Gawalmandi, in an old district of Lahore, is the most celebrated culinary street of Pakistan. These pictures were taken minutes before Iftari, meal to break the Muslim fast - Roza - during the holy month of Ramadan.
I reached Gawalmandi, popularly known as Food Street, around half an hour before the Iftari. The street was vacant and yet its silence was expectant with an imminent bustle. The evening air was highly agitated, bristling with the aroma of snacks which would be indulged throughout the evening.
In fact, this pleasure of eating was to be enjoyed all night long, lasting till the dawn when nothing, not even water, could be swallowed after Sehar.
Few More Minutes and the Feast is Yours
The last minute preparations were being orchestrated by the careful cooks to satiate the hunger of pious diners, who had bravely sacrificed their most basic instinct and had remained without food during the day. As to pay obeisance to the sacred seriousness of the occasion, the busy cooks frowned their brow and stiffened their lips while giving final touches to their Ramadan delicacies.
For Your Eyes Only
And what delicacies - samosas, kebabs, pakoris and mithais piled high like the great mountain peaks of Chitral and Gilgit! The enormous amount made me wonder what would become of all this food. Could it all be consumed? I silently wondered.
Leaving Nothing to Chance
I did not have to wait long to have my query satisfied. When only ten minutes were left to break the fast, fasting people started swarming into the street like a tsunami. It was as if it suddenly occurred to everyone that the mosques were about to signal the time for Iftari.

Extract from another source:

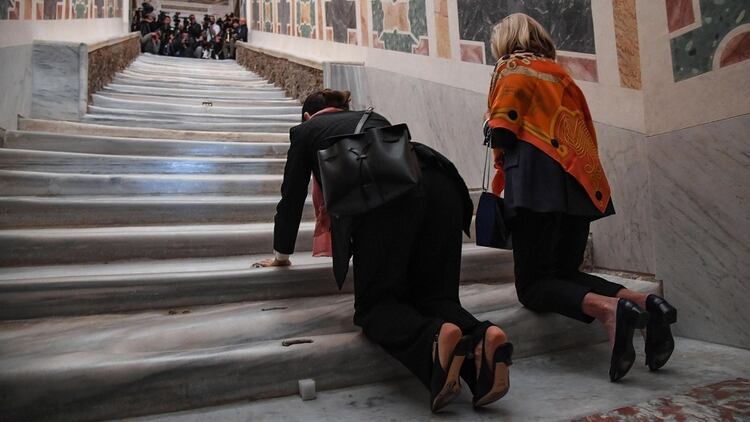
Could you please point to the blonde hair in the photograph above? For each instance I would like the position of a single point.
(520, 32)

The Photographer Distracts the Artist
While clicking pictures – of people, their families, their establishments, and their houses – I usually do not encounter objections, hostilities, or reluctance. Often taken as a journalist for a newspaper or a television channel, my subjects, like this man above, are glad to be the center of focus of my lens. This is always a convenient cover for this photographer.
On Sale Now
However the Gawalmandi stall owners could not be content with me taking pictures of them and their food items alone. I constantly found myself being insisted upon to feast on Iftari, free at cost. It was a pleasant feeling and I felt welcomed but this gracious and sincere invitation was not astonishing or out-of-place. We Lahoris, after all, are renowned for being big-hearted and excellent hosts.